In 1997 Stanford and the University of California, San Francisco merged their hospitals and clinics while leaving their respective medical schools independent; however, the partnership was discontinued in 1999.

==Curriculum==
In 1912 a new curriculum for the M.D. degree was introduced that required two years of pre-clinical study at Stanford's main campus, followed by 2 years of guided treatment of patients in hospital wards and clinics in San Francisco; a research-based thesis also becomes a requirement. This change reflected recommendations made in the 1910 Flexner Report. In 1923 the curriculum was revised again, reducing required instruction to fewer than 4,000 hours - the amount required for students to be eligible for state licensing of physicians. The difference was to be made up through required work in departments of the student's choice, fostering further specialization. In 1941, due to a demand for physicians in the Armed Forces during World War II, Stanford University Medical School developed the "9-9-9" Medical Plan, accelerating the time required to complete the M.D. program. The program was discontinued in 1945.
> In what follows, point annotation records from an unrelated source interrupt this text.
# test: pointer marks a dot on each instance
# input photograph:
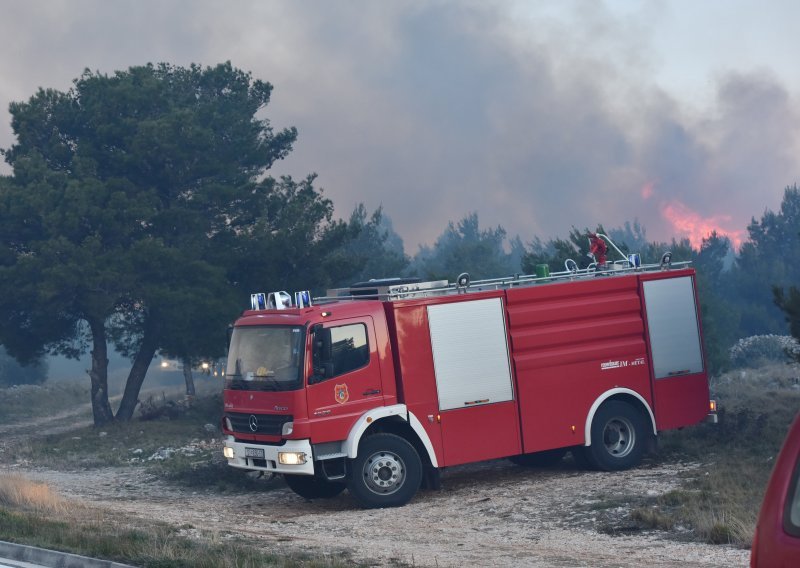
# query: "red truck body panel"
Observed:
(777, 540)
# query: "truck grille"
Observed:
(269, 424)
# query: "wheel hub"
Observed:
(619, 437)
(384, 472)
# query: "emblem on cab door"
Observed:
(341, 393)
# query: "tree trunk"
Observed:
(136, 377)
(101, 409)
(187, 376)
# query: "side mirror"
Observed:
(229, 332)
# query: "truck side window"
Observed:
(339, 350)
(791, 514)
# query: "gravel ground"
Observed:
(491, 514)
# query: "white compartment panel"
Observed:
(674, 332)
(470, 353)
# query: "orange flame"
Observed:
(647, 190)
(690, 224)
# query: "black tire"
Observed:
(580, 457)
(386, 473)
(312, 487)
(618, 437)
(547, 458)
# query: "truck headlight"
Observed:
(292, 458)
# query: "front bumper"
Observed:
(271, 460)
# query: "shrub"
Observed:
(757, 349)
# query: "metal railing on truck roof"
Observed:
(386, 290)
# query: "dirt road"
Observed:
(493, 514)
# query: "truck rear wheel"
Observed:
(618, 437)
(386, 473)
(312, 487)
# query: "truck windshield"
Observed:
(265, 358)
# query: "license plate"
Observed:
(254, 453)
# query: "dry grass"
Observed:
(17, 492)
(720, 504)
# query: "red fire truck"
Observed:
(377, 387)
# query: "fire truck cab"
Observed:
(377, 387)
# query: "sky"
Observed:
(537, 115)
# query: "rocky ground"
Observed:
(492, 514)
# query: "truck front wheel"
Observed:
(386, 472)
(618, 437)
(312, 487)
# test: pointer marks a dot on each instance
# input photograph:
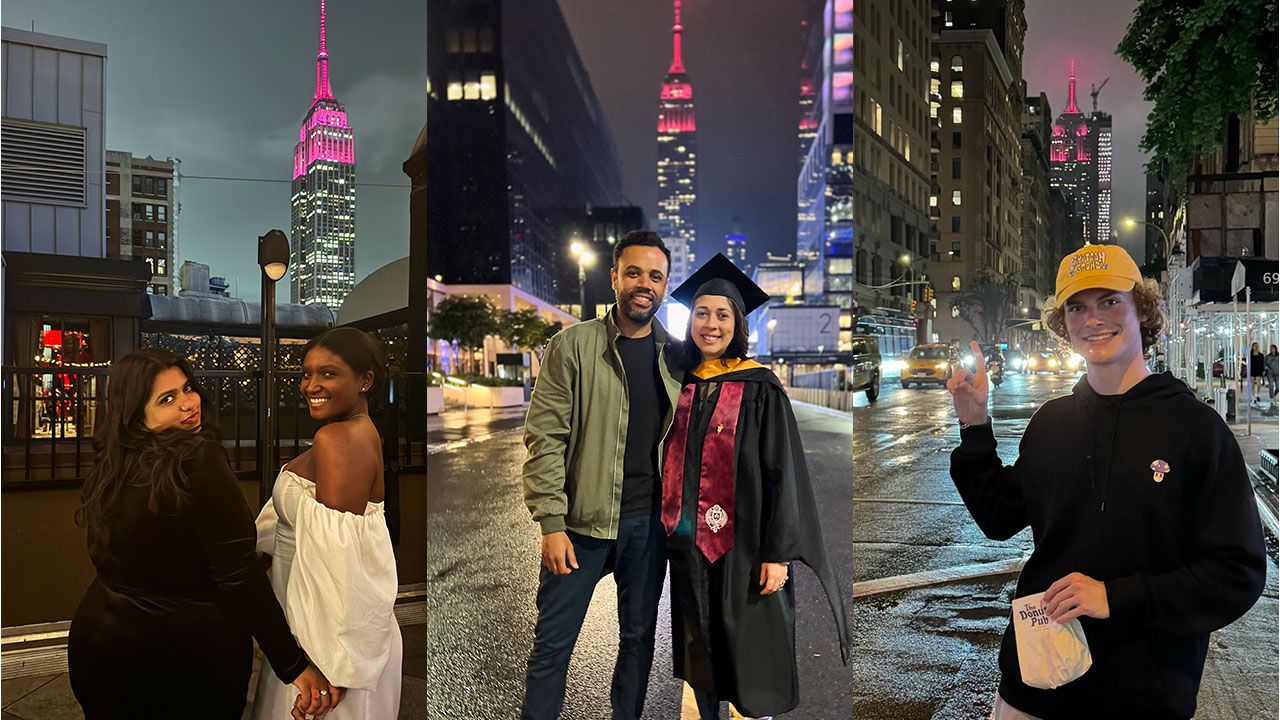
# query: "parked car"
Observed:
(1043, 361)
(864, 370)
(928, 363)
In 1959, inspired by Western Reserve University in Cleveland, Stanford University School of Medicine adopted a five-year M.D. program. In 1968 the curriculum was revised again. Instead of the five-year plan, all requirements in pre-clinical training were eliminated in favor of an all-elective curriculum. This was reversed in 1984, when core preclinical courses once again became required. In 1993 Stanford piloted a "Preparation for Clinical Medicine" curriculum, a course using problem-based learning, while retaining the traditional model of two years in basic sciences followed by two years in clinical studies.